My Ithaca Model 1911 confuses me. I have gone to many websites trying to figure out when it was made and what all the markings on it mean, but im stumped, can anyone help me out?























































Thanks, any replys will be helpful.


----------



## curty

I see in the classifieds you have it for sale. What is your asking price?


----------



## travbrown97

Yes i do, but I'm not sure what its worth, so thats why i have it in here so that someone can tell me about it. Like how old it is and if it might be unique. Just waiting for someone to tell me.

Thanks


----------



## Horsager

Most likely built during WWII (everyone with machining capabilities built 1911's back then). Obviously not orginal grips, sights look to have been replaced, looks to have been re-blued (although tough to tell with pics). It's value is as a shooter or wall hanger for someone who likes WWII relics. Blue Book of Gun Values can give you an accurate valuation. Look under Springfield 1911 and there is a section for all the wartime guns that were made by other manufacturers. Based on the pics I'd say the gun is 60% or so, that's assuming it's been re-blued. Gun in hand may yeild different results. I don't have a blue book and never was much of a pistol guy, someone else may give you an acutal $ figure, I'm just telling you someplace you can look yourself.


----------



## HARRY2

I cant tell, you nee to take those grips off and see if it is stamped ARMY underneath.


----------



## Gohon

Ithaca (M1911-A1): 
Ithaca started production in December of 1942 and was the only established firearms company to produce 1911A1s other than Colt.
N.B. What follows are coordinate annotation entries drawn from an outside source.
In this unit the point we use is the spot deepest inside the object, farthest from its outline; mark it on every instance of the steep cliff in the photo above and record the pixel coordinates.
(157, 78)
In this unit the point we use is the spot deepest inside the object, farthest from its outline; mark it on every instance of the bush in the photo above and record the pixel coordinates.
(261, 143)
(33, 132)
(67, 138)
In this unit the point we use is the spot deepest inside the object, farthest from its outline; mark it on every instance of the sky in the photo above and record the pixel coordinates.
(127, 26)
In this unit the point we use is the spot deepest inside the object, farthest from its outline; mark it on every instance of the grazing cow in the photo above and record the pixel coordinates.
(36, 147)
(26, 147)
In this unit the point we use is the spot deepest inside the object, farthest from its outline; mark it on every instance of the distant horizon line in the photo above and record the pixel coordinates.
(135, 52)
The total number of pistols produced by Ithaca was 335,466. In early 1942 & 1943 Ithaca did not have all the equipment necessary to manufacture the components so they received parts from other contractors that included 6,200 WWI receivers that Springfield had in storage. These early Colt receivers (frames) can be quickly identified by the cut-outs under the stocks. Colt also supplied many of the small parts. Harry Howland of Ithaca designed a stamped trigger assembly that was approved by the Ordnance Department. This stamped trigger was fabricated by the Yawman Metal Products Co. of Rochester N.Y. and became known as the Yawman Trigger. The new trigger was adopted by all other pistol manufacturers by early 1943, except Colts who changed in April of 1944. Changing to the stamped trigger alone reduced the cost of the 1911A1 by about 5%. Later in the war Ithaca also designed a serrated Grooved hammer as a cost reduction but none of the other manufacturers adopted it. Ithaca pistols were probably the coarsest finished pistols of any 1911A1. This seems puzzling since they were previously a manufacturer of sporting shotguns and as such they must have appreciated the importance of cosmetic appearance.

http://www.coolgunsite.com/collectors_guide.htm


----------



## NDTerminator

Echo above. During WWII, 1911's were made by a number of manufacturers. Some are pretty odd.
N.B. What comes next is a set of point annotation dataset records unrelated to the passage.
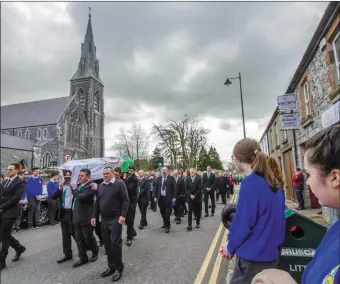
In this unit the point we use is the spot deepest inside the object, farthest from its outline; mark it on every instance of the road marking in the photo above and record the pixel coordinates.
(217, 265)
(207, 259)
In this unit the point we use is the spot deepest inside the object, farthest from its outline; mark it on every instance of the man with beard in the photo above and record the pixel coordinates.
(143, 198)
(132, 187)
(165, 194)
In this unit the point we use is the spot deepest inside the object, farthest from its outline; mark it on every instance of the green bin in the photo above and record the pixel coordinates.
(302, 237)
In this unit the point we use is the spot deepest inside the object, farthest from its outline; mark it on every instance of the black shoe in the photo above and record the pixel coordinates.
(107, 272)
(116, 276)
(94, 257)
(18, 253)
(64, 259)
(80, 262)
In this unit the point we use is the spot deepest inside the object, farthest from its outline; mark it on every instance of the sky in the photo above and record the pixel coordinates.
(160, 61)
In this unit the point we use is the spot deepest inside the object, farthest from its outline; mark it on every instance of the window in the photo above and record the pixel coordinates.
(306, 98)
(336, 50)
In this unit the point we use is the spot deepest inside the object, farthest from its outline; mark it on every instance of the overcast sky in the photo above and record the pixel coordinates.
(159, 61)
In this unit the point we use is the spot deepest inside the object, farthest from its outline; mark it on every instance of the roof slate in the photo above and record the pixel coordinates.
(33, 113)
(14, 142)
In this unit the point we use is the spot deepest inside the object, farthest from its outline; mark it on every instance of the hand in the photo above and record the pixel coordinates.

When I was in the Army (1st MP Co, 1st Infantry Division) in the late 70's, I carried one of these WWII era 1911's which was made by "Remington Rand". These were joint products made by Remington and a typewriter company (Rand)!...

It was so shot loose that when you shook it, it sounded like a bag of nuts & bolts....
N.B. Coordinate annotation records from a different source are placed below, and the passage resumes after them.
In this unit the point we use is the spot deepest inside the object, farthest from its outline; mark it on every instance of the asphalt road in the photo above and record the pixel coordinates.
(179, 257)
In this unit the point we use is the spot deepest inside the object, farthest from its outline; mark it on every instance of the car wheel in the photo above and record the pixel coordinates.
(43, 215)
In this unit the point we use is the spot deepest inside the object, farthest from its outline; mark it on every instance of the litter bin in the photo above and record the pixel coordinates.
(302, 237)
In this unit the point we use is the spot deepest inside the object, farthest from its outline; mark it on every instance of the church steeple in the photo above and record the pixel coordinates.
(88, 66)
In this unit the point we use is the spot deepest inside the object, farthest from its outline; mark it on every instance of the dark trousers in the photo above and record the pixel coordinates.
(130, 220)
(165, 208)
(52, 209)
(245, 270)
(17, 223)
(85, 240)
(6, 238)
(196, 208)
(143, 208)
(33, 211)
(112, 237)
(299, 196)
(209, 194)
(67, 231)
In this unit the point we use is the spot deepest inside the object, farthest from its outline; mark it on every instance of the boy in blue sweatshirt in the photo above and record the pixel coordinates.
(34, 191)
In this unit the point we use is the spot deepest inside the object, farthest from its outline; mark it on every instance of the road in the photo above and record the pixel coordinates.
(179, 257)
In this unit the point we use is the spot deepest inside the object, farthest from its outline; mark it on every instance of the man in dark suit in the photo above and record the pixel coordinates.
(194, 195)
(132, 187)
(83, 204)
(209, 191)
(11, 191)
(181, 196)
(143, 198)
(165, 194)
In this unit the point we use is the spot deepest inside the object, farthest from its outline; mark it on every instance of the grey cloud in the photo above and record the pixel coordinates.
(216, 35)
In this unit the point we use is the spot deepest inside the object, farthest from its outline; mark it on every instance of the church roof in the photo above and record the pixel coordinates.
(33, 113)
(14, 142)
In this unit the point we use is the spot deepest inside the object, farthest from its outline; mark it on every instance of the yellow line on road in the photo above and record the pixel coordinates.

My Kimber Raptor II is light years beyond that old issue Rand, which was my first experience with the 1911 45 and began a lifelong love affair...


----------



## Tangohammerli

By the looks of your pics this opne has been polished and reblued. Even the older ones had sharper corners then this one. Too bad I clean original is getting harder to find and expensive. As listed above a shooter grade or wall hanger. The best value may be sentimental..


----------